Until not long ago many people would still show up at a bank branch with a paycheck from their employer, collect the money and leave with a fresh stack of bills, never to be seen between the columns of the gargantuan building until the next payday. They did not see the use case for a bank account, since the mattress or the old chest in the family bedroom will serve as a safe for any remaining savings. Safeguarding deposits was indeed the main function of a bank, along with granting credit and mediating between investments. This all came to an abrupt halt at the beginning of the new century, which saw the most devastating financial crisis since the Great Crash of 1929.
The banks of today, heavily influenced by the crisis of trust triggered in 2008, are redefining their borders thanks to new technologies, big data, and analytics. Here at BBVA Data & Analytics, we are trying to foresee and, at the same time, shape this new era in which banks will help ensure the peace of mind of clients through a more personalized interaction, more transparency, and greater efficiency. This involves trying to adapt to the needs and priorities of a rapidly changing society.
The purpose of the new bank will go well beyond safeguarding deposits, monitoring systemic risk, or being key intermediaries in the global financial system. The bank of tomorrow most likely will not be defined by money, but by the many ways in which assets help us to achieve life goals. Moreover, the bank of tomorrow won’t be defined by today’s interactions with a teller, an asset manager, an ATM, or an app. Those lines will be blurred and will include a strong Artificial Intelligence component that will personalize interactions and will make them ubiquitous, and will not force the client to time-consuming interactions with the service provider, just to meaningful ones in which her desires and goals are the main driver of the financial decisions.
As a customer-centric service, banking will rely on AI to automate financial decision that support the goals of the client. For this understanding the client’s desires, burdens and behaviour is key, and that what advanced analytics is helping to do by leveraging individual and collective data in many fronts. Understanding these dynamics can provide self-driven accounts that predict your needs, smart investments to maximize savings or financial decisions that support values in the future society you believe in. At the same time, this understanding of the complex system the banks are an integral part of, will allow banks to correct and be transparent about fair pricing, bias, risk management and supporting greater goals such as financial inclusion, economic development or the adaptation to climate change.

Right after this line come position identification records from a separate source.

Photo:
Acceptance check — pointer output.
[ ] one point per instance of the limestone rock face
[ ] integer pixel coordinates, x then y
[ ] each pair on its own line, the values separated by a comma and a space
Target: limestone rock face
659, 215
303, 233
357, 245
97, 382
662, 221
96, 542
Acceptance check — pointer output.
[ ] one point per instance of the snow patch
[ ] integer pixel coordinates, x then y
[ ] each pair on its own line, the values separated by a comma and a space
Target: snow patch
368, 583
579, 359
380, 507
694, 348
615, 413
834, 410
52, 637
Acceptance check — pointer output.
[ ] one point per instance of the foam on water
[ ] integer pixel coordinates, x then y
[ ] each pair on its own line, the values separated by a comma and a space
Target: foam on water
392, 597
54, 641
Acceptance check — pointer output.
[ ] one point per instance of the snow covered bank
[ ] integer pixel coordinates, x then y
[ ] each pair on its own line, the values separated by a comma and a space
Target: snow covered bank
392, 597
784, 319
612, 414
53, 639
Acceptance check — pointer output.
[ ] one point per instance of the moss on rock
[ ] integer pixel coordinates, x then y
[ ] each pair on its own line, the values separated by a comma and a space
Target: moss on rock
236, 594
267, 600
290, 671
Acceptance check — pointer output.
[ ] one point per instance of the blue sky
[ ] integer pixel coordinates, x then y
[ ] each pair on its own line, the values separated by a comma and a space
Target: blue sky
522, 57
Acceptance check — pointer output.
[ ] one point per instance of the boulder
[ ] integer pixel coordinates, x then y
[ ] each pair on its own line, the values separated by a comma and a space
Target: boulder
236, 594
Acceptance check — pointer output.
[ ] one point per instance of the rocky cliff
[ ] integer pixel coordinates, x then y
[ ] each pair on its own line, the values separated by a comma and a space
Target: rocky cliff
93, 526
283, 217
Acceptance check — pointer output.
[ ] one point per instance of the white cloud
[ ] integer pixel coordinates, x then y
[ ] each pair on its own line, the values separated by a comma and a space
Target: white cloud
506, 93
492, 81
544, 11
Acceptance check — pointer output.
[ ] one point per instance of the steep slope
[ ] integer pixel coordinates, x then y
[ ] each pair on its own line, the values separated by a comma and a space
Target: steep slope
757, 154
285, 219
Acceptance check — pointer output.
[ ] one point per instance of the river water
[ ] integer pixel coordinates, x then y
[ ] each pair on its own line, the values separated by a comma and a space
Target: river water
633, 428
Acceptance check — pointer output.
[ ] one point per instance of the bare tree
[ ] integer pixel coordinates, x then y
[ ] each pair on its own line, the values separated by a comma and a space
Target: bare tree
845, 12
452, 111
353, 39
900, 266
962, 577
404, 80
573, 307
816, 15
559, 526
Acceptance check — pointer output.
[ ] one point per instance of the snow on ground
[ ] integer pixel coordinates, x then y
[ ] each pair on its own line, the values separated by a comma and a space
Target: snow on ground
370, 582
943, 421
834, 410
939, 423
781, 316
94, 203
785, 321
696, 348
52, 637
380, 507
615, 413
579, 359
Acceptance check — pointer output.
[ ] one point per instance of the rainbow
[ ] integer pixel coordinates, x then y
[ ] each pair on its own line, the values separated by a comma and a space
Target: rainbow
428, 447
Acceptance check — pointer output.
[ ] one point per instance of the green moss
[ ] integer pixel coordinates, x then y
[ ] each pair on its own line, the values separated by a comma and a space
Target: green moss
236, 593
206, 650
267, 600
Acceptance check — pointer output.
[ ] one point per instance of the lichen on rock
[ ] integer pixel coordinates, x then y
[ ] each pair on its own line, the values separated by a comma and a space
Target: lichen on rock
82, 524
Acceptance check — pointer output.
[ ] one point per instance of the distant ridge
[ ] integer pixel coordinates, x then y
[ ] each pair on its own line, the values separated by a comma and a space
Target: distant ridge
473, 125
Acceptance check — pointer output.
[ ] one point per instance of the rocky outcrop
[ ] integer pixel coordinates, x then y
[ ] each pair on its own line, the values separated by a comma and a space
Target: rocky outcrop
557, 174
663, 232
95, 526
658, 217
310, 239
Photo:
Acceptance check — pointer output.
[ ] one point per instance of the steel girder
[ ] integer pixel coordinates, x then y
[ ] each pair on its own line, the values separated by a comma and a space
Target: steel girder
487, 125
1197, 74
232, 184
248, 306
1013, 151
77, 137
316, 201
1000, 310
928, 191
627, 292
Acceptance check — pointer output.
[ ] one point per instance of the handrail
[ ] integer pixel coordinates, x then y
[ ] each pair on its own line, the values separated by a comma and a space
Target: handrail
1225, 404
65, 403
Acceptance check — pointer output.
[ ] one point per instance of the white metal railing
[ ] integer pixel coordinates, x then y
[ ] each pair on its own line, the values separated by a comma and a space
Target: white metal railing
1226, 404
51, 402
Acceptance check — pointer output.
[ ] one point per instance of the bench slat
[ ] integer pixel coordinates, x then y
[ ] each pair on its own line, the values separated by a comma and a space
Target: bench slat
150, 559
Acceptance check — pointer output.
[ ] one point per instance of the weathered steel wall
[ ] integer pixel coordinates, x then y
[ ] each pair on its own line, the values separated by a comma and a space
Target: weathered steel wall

The bank of the future have to understand that money will be a commodity that won’t be present in the form of bills or coins but as a mean to have new experiences. Because of this, the bank of the future will have to rapidly adapt and find its place in an ecosystem that will have the smart-city as its most important scenery and in which payment interactions will be seamless. Logistic, health, transportation, education will be also driven by AI and will be intermingle with banking in ways are difficult to foresee.
Moreover, the future of work in a AI-driven economy will force banks to propose solutions and ways to support a world where most of the tedious, mechanical work will be done by robots and those life goals could be radically different to the ones we have today.